На этот раз не выдержала Лиза. Девушка звонко рассмеялась.
– Он прелесть, и я его ужасно люблю. Наше путешествие было очень забавным. Что же до вас, экселенц, я, конечно, два года работала у вас секретаршей, но это совсем не значит, что вы должны относиться ко мне как к своей собственности!
Морозини не дрогнув принял то, как она поставила его на место. Может быть, потому, что Лизино лицо, с ее веснушками, с короной блестящих кос в овальной рамке капюшона, умиротворяюще действовало на его душу.
– Ладно, – вздохнул он. – Оставим Адальбера в покое и вернемся к вашей бабушке. Не знаю, что вы ей обо мне наговорили, но эта женщина меня ненавидит!
– Вовсе нет. Она считает даже, что у вас есть обаяние. Но она вас опасается.
– Отличный результат! Значит, она вам доложила о моем визите?
– Естественно. И сейчас вы просто обязаны объяснить мне, почему готовы заплатить любую цену за украшение, принадлежащее той, что дорога нам обеим. Вы увидели ее в Опере, в бабушкиной ложе, и внезапно решили, что зам необходим именно этот опал и никакой другой?
Совершенно верно. Именно этот и никакой Друге:?! Я хотел было объяснить госпоже фон Адлерштейн, по какой важной, серьезной причине мне нужен этот камень, но она не стала меня слушать...
– Ну хорошо, – сказала Лиза, устраиваясь на скамейке поудобнее и складывая руки на коленях. – Я здесь и готова выслушать вашу историю. Как я понимаю, речь опять идет о проклятом камне?
– Да, он проклят, как и все остальные, которые мы с Адальбером дали клятву найти.
– Вы с Адальбером? Так, значит, вы вместе?
– Только ради этого дела – наверное, самого значительного в моей жизни как антиквара. Надо, чтобы вы разрешили мне на несколько минут воскресить Мину...
– Почему бы и нет? – улыбнулась она. – Знаете, я ведь ее очень любила.
– Я тоже... Помните тот весенний день почти два года назад, когда вы прибежали ко мне с телеграммой из Варшавы?
Девушка сразу же оживилась, вдохновленная страстью, с которой в былые времена выполняла свою работу в палаццо Морозини.
– Пришедшую от удивительного и таинственного Симона Аронова? Еще бы не помнить! Ведь после той встречи вы и пустились в это невероятное приключение, во время которого нашли сапфир, украденный у вашей матушки, а потом поручили мне привезти его в Венецию...

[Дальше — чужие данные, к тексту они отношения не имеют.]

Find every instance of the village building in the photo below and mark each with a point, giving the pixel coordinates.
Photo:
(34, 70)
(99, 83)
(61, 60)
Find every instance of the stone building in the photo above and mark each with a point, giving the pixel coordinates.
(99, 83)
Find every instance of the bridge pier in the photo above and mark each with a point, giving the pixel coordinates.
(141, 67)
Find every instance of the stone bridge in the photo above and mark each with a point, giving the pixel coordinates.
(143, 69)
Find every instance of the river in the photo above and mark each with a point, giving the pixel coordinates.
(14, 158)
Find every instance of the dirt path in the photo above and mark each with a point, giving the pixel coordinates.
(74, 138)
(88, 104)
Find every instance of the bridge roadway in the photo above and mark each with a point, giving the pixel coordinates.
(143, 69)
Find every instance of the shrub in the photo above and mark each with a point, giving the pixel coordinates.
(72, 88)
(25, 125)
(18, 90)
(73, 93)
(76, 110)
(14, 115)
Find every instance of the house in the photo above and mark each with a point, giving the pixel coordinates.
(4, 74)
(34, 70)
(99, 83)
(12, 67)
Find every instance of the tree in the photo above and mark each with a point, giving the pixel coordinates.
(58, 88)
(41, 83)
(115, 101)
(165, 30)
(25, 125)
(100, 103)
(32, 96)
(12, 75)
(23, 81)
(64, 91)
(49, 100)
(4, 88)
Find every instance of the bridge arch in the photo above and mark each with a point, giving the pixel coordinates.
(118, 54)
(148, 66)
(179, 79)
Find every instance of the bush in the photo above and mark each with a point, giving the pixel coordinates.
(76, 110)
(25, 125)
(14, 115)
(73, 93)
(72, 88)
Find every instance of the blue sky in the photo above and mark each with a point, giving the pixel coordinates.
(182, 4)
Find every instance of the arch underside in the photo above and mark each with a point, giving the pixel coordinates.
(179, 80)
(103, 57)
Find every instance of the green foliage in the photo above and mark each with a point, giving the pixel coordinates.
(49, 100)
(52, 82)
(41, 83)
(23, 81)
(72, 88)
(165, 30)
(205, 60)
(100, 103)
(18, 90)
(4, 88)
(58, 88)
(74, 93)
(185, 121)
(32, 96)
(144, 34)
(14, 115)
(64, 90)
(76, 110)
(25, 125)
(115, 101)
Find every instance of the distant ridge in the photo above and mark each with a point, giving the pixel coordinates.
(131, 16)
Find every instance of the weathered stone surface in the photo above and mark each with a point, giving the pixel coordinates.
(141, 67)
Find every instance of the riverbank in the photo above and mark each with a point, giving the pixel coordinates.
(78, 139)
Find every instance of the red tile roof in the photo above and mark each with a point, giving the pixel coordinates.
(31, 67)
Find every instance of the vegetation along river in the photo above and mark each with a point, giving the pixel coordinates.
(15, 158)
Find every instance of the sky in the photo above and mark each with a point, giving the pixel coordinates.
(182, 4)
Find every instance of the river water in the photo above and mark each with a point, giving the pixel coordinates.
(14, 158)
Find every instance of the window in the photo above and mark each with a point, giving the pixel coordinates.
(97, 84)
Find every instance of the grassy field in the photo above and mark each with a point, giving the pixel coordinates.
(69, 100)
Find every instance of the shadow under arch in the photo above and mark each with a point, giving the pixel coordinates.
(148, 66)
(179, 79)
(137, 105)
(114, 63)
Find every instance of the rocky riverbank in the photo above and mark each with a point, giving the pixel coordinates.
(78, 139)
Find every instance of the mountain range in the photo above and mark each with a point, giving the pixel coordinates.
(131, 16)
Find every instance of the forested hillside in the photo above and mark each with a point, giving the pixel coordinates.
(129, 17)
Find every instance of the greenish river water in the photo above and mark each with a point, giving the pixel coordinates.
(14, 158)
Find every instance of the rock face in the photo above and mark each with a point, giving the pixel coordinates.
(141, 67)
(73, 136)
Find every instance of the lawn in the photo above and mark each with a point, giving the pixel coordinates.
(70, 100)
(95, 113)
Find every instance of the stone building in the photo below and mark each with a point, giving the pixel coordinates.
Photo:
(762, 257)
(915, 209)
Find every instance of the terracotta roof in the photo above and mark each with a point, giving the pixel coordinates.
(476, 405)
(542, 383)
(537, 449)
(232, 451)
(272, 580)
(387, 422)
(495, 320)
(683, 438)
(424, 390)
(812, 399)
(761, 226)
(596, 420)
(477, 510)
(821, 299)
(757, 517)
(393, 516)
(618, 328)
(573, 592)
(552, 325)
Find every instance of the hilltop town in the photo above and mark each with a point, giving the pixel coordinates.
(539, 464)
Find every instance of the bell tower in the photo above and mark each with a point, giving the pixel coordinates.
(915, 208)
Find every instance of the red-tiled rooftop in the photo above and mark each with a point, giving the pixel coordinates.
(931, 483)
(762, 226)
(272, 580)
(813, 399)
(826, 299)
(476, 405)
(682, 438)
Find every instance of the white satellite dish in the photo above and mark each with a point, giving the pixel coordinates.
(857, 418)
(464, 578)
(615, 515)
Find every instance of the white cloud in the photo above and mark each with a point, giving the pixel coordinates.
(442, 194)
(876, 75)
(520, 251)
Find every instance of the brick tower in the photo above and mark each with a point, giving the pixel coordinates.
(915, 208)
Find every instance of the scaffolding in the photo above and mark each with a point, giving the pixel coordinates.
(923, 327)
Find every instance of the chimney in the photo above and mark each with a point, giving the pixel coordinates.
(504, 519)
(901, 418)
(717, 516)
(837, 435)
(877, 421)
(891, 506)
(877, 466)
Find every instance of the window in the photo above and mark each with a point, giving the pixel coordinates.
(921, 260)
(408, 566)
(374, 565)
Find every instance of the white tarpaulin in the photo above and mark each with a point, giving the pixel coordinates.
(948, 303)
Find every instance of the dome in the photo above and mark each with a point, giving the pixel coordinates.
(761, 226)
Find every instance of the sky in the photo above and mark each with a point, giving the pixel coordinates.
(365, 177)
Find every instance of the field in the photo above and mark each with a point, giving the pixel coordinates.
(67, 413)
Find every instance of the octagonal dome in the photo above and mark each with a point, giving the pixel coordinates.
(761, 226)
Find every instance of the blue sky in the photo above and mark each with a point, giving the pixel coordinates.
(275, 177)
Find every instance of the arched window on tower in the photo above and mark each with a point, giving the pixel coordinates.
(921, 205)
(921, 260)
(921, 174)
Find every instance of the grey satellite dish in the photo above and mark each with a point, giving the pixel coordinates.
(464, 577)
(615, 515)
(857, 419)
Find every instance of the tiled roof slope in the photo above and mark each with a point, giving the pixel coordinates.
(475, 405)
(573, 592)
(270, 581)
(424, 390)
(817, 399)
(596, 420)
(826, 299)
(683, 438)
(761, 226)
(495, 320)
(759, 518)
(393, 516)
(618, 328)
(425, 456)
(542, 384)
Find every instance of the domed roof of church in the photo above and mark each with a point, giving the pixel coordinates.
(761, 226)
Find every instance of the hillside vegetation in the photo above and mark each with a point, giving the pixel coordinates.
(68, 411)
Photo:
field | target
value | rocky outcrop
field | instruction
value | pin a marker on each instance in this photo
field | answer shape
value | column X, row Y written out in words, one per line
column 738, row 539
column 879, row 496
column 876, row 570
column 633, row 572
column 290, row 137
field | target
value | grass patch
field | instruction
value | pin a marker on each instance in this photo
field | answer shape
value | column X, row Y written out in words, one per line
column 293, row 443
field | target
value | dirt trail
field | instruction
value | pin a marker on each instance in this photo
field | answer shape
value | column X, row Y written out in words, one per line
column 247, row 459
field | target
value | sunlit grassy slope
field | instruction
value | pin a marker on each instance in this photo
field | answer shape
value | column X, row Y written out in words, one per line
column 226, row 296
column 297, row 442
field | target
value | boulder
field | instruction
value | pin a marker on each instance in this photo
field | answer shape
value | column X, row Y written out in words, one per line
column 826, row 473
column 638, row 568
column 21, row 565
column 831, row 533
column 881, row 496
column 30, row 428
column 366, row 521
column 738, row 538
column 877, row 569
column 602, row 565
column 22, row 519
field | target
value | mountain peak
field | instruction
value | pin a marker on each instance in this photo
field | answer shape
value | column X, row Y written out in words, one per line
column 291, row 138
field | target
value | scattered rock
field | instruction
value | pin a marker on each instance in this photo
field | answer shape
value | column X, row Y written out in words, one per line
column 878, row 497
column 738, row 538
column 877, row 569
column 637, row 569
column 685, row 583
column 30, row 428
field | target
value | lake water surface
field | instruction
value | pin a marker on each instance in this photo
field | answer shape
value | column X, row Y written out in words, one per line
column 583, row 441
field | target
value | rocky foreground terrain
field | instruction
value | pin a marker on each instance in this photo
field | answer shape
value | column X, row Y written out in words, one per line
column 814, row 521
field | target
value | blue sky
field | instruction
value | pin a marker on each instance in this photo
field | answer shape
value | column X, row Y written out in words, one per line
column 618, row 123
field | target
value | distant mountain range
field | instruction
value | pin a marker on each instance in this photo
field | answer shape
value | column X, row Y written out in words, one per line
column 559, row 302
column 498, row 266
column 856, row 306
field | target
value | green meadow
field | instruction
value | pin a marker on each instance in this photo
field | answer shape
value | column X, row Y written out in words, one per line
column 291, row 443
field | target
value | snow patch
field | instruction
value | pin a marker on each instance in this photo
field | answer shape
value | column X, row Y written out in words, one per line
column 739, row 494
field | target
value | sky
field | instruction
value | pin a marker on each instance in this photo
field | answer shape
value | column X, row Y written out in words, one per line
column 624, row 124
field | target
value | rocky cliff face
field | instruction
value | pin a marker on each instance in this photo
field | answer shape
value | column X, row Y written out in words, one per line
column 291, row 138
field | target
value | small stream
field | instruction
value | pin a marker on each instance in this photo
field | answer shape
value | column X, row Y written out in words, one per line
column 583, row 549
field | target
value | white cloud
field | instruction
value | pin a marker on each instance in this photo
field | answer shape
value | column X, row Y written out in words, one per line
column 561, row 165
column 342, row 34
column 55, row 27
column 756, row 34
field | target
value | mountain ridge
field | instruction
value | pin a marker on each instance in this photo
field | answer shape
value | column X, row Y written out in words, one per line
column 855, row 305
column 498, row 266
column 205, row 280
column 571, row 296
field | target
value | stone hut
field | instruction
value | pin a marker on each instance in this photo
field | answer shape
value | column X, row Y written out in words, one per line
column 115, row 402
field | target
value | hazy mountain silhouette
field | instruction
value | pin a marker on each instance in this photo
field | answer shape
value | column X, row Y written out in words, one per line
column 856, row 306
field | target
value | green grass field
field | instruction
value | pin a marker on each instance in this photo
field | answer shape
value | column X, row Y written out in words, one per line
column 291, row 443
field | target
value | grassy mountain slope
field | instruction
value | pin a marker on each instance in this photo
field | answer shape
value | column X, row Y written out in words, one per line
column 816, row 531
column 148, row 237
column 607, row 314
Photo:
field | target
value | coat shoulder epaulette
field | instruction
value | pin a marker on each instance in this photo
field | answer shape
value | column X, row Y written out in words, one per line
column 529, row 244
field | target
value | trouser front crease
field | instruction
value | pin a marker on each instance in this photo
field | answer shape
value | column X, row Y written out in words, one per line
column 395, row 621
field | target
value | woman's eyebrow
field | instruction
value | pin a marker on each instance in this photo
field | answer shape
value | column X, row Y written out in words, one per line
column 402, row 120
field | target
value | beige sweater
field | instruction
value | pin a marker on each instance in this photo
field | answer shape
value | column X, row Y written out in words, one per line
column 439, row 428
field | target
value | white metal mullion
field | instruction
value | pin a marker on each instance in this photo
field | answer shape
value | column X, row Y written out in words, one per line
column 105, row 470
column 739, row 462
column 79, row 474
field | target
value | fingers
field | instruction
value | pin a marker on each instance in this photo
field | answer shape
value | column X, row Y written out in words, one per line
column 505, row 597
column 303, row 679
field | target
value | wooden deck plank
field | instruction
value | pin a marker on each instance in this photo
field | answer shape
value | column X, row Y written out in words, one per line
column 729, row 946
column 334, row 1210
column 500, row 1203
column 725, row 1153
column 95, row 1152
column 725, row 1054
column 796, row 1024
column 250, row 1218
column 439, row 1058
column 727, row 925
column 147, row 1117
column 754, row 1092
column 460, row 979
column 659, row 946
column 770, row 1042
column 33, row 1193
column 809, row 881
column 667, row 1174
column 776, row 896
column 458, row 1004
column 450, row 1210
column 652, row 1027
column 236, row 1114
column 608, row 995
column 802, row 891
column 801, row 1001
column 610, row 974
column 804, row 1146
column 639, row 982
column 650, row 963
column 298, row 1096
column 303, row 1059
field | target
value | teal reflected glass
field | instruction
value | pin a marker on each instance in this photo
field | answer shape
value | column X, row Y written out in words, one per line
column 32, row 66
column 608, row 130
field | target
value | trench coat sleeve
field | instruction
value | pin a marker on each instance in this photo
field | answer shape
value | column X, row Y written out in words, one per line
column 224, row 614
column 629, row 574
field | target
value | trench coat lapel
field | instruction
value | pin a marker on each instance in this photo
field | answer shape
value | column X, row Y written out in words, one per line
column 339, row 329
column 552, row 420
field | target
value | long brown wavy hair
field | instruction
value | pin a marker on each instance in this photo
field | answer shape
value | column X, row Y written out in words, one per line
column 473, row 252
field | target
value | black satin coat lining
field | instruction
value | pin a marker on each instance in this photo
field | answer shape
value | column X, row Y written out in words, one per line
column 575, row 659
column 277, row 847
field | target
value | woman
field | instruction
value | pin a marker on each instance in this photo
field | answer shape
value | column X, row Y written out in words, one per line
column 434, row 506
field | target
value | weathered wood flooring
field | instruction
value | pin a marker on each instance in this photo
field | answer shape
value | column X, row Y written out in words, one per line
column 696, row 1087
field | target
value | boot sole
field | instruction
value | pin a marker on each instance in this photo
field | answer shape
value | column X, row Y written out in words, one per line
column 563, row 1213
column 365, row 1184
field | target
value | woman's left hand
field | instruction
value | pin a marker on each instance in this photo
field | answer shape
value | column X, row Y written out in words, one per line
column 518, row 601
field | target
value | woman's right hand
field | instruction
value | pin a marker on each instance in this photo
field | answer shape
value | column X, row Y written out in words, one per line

– Его там больше нет. Несколько недель спустя я передал его Аронову, встретившись с ним в Венеции на кладбище Сан-Микеле. Точно так же я поступил с «Розой Иорков», добытой нами в Англии при весьма драматических обстоятельствах.
– «Роза Иорков»? Но... ее же только что похитили из лондонского Тауэра?
– Не настоящую! Прошу вас, позвольте мне теперь объяснить вам, по какой важнейшей причине я не открыл вам раньше, о чем именно просил меня Аронов в своей варшавской берлоге. Вовсе не потому, что не доверял вам. Я дал слово... И если пренебрегаю этим сейчас, то только потому, что у меня нет выбора. Потом сами рассудите и... и постараетесь поскорее все забыть!
На этот раз Лиза ничего не ответила.
Альдо рассказал ей о своих польских приключениях, стараясь, впрочем, особенно не останавливаться на описании встреч с дочерью графа Солманского, а ограничась лишь сообщением, что спас ее от самоубийства, и рассказом о том, как пришлось следовать за ней по пятам после того, как он увидел ее на Северном вокзале с «Голубой звездой» на шее – той самой «Голубой звездой», которую они с Ароновым разыскивали.
К его удивлению, Лиза, пока он говорил, ничем не проявляла своего интереса. Он даже подумал было, что она задремала, но стоило Альдо на мгновение замолчать, как девушка подняла на него горящий взгляд.